Engelbrecht told financial media on February 18 – when Implats released its interim results – that the platinum market showed a deficit of 245,000oz in 2009 and was headed for an even higher deficit of around 345,000oz this year.
Engelbrecht also expected the palladium market to swing from a surplus of 305,000oz in 2009 to a deficit of 810,000oz in 2010.
According to GFMS senior consultant Peter Ryan the palladium market had a “gross deficit of just 12,000 ounces’ in 2009.

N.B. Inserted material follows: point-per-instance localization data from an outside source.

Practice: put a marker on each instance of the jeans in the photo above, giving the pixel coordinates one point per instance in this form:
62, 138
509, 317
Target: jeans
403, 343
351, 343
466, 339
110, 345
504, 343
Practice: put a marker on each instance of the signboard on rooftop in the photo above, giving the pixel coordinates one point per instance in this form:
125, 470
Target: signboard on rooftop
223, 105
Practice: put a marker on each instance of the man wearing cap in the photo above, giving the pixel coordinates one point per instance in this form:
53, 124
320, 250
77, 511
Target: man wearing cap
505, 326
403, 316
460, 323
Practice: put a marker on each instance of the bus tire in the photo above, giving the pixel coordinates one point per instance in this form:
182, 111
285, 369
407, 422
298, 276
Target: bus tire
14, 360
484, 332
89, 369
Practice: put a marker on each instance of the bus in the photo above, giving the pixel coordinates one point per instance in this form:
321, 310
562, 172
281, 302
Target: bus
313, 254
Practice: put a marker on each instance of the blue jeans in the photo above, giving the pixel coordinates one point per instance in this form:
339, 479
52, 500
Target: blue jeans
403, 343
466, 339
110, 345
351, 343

Ryan did not give a specific number for his palladium forecast for 2010 and commented that, “looking ahead to this year, GFMS are forecasting a larger gross deficit although this should fall short of the deficits posted in recent years. “
Both GFMS and Implats did agree there was a surge in investment demand for both platinum and palladium driven by the ETFs (exchange traded funds).
Ryan commented, “from a price perspective GFMS are forecasting continued strength in palladium prices this year, for similar reasons as discussed for platinum.
“In keeping with its sister metal inflows into palladium ETFs this year, for example, have already eclipsed last year’s volumes with the new ETF Securities fund in New York accounting for over 600,000oz at the time of writing.’
Ryan pointed out the ETF Securities fund had also accumulated almost 340,000oz of platinum in less than four months.
He commented, “although platinum autocatalyst and industrial demand should benefit from the improved economic outlook, GFMS believe that this will be partially offset by weaker jewellery demand, principally in China.
“This stems from our view that prices will remain at elevated levels boosted by a further rise in investment demand for commodities in general, as inflationary concerns continue to develop.
“At this stage therefore, GFMS are forecasting a modest 5% rise in global demand but its impact on the gross surplus will be offset by a recovery in global mine production and the resumption of an upward trend in autocatalyst scrap. “
Turning to palladium the GFMS report said, “global demand should benefit from a sharp recovery in autocatalysts, due to firm growth in every principal region.
“However, supply should also respond positively with gains across the board in mine production eclipsed by a surge in autocatalyst scrap supply in 2010.’